The Claude CLI must be installed and authenticated on your machine. Visit claude.ai to install the CLI and sign in if you have not done so already.
Claude API
Connect directly to the Anthropic API with pay-per-token billing.
- Go to console.anthropic.com and create an API key
- Expand the Claude API card in Settings
- Paste your API key into the API Key field
- The health dot turns green once the key is validated
- Select a default model from the dropdown
The Claude API provider offers the same models as the SDK provider (Opus, Sonnet, Haiku) but charges per token rather than through a subscription.
OpenAI
- Go to platform.openai.com and generate an API key
- Expand the OpenAI card
- Paste your key into the API Key field
- Wait for the health check to confirm the connection
- Select a default model (GPT-4o, GPT-4.1, o3, etc.)
Ollama (Local)
Ollama runs models locally on your machine, so no API key or cloud account is required.

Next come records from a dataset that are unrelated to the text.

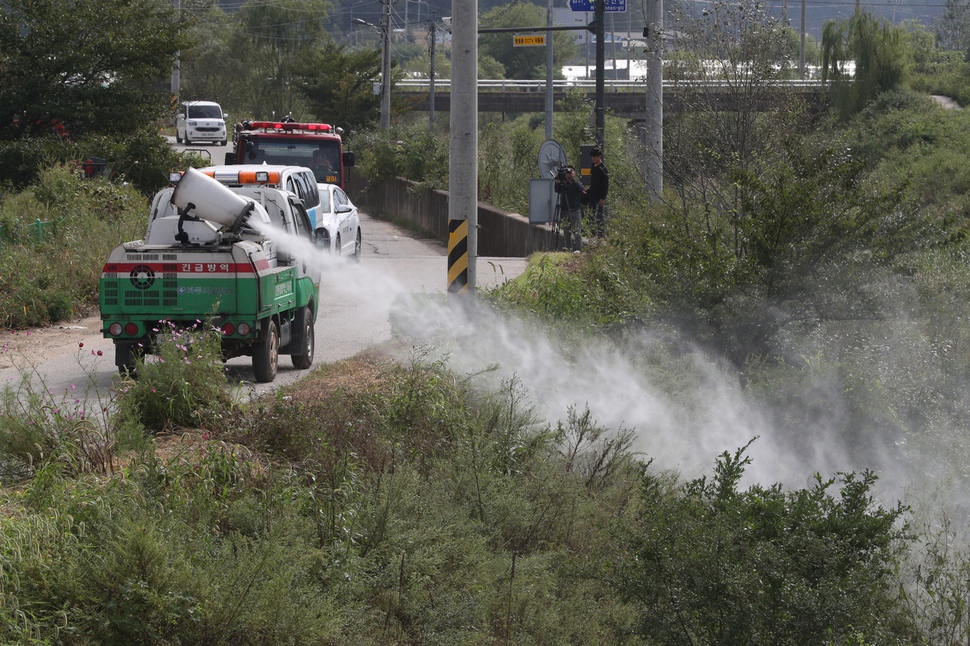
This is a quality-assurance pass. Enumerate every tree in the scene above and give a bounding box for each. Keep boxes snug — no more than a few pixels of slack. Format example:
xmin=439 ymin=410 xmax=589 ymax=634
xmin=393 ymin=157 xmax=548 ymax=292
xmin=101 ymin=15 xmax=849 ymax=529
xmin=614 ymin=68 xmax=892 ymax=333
xmin=234 ymin=0 xmax=332 ymax=116
xmin=934 ymin=0 xmax=970 ymax=52
xmin=822 ymin=11 xmax=908 ymax=118
xmin=479 ymin=3 xmax=577 ymax=79
xmin=620 ymin=136 xmax=920 ymax=384
xmin=664 ymin=0 xmax=805 ymax=244
xmin=613 ymin=449 xmax=915 ymax=646
xmin=0 ymin=0 xmax=185 ymax=140
xmin=293 ymin=43 xmax=384 ymax=130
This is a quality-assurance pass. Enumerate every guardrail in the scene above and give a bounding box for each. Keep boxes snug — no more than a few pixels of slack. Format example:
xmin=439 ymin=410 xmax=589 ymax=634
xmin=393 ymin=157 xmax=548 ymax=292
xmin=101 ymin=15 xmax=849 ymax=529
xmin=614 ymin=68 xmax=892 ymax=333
xmin=394 ymin=79 xmax=830 ymax=92
xmin=0 ymin=218 xmax=54 ymax=242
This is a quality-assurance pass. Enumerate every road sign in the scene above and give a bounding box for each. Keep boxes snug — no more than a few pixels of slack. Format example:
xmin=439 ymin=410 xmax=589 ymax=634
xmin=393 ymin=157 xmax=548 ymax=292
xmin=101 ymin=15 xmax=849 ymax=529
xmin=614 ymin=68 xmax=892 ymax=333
xmin=512 ymin=36 xmax=546 ymax=47
xmin=569 ymin=0 xmax=626 ymax=13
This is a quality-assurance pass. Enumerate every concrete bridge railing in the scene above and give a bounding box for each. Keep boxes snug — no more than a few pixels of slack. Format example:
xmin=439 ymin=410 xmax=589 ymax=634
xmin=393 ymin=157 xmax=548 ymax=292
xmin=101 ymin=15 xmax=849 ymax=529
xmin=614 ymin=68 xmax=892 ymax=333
xmin=347 ymin=172 xmax=563 ymax=258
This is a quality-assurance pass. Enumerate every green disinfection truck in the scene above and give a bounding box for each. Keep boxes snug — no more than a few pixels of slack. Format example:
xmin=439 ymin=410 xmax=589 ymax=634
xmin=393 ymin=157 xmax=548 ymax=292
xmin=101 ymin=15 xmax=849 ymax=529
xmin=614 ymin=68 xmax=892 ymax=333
xmin=100 ymin=168 xmax=320 ymax=383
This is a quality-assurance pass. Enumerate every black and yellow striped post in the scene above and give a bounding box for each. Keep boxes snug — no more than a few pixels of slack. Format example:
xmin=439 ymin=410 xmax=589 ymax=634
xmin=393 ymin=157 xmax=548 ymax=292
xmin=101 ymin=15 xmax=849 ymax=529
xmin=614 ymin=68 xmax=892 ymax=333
xmin=448 ymin=220 xmax=468 ymax=294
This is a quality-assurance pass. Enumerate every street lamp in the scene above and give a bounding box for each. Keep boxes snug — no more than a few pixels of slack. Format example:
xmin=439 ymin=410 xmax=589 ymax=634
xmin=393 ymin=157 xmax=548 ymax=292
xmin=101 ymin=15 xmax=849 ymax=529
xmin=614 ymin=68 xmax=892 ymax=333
xmin=351 ymin=0 xmax=391 ymax=130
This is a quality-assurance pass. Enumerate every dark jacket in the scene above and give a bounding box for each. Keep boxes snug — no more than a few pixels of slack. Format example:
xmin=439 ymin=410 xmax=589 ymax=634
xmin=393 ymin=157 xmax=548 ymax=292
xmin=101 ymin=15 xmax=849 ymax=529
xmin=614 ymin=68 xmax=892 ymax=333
xmin=556 ymin=177 xmax=586 ymax=211
xmin=586 ymin=163 xmax=610 ymax=205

- Install Ollama from ollama.com
- Pull at least one model (e.g.
ollama pull llama3.1) - Ensure the Ollama server is running (
ollama serve) - Expand the Ollama card in Settings
- Confirm or edit the Server URL (default:
http://localhost:11434) - Ironspire discovers available models automatically and populates the dropdown
Ollama is excellent for offline work, experimentation with open-source models, and tasks where you want zero data leaving your machine. Performance depends entirely on your local hardware.
Google Gemini
- Get an API key from aistudio.google.com
- Expand the Google Gemini card
- Paste your key into the API Key field
- Select a model (Gemini 2.5 Pro, Gemini 3 Flash, etc.)
AWS Bedrock
Bedrock requires AWS credentials rather than a single API key.
- Expand the AWS Bedrock card
- Enter your Access Key ID
- Enter your Secret Access Key
- Select your Region from the dropdown (e.g.
us-east-1) - Ironspire lists the models available in your region
Ensure your AWS IAM user or role has the bedrock:InvokeModel permission. Model availability varies by region; not all models are enabled by default in every AWS account.
Azure OpenAI
Azure OpenAI requires a deployment-specific configuration.
- Expand the Azure OpenAI card
- Enter your API Key from the Azure portal
- Enter your Base URL (the endpoint URL for your Azure OpenAI resource, e.g.
https://your-resource.openai.azure.com) - Enter your Deployment Name (the name you gave when deploying a model in Azure)
- Wait for the health check to confirm
OpenAI-Compatible Providers
Mistral, DeepSeek, xAI Grok, Groq, Together AI, and Fireworks AI all follow the same pattern:
- Expand the provider card
- Paste your API key from the provider's console
- Wait for the health check
- Select a model from the dropdown
Each provider's console for obtaining an API key:
| Provider | Console URL |
|---|---|
| Mistral | console.mistral.ai |
| DeepSeek | platform.deepseek.com |
| xAI Grok | console.x.ai |
| Groq | console.groq.com |
| Together AI | api.together.xyz |
| Fireworks AI | fireworks.ai |
Understanding the Health Indicator
The coloured dot on each provider card updates automatically and reflects the current connection state.
| Dot colour | State | What to do |
|---|---|---|
| Green | Reachable | Everything is working |
| Yellow | Rate-limited | Wait a moment or reduce request volume |
| Red | Unreachable or invalid key | Check your credentials, network connection, or provider status page |
| Grey | Not configured | Enter credentials to activate |
Click the refresh icon on a provider card to force a health check at any time. If a provider transitions from green to red during a session, affected agents display a warning in the sidebar.
Per-Agent Model Selection
Providers and models are assigned per agent, not globally. The global default set in Settings is only used when creating new agents.
To change a running agent's provider or model:
- Right-click the agent in the sidebar (or click the agent menu icon)
- Select Configure
- Under Model, pick a provider and model from the dropdown
- Click Save
The change takes effect on the agent's next message. Conversation history is preserved across provider switches; only the underlying model changes.
You can also set the provider and model when creating a new agent through the Add Agent modal. The modal defaults to the global provider and model but lets you override both.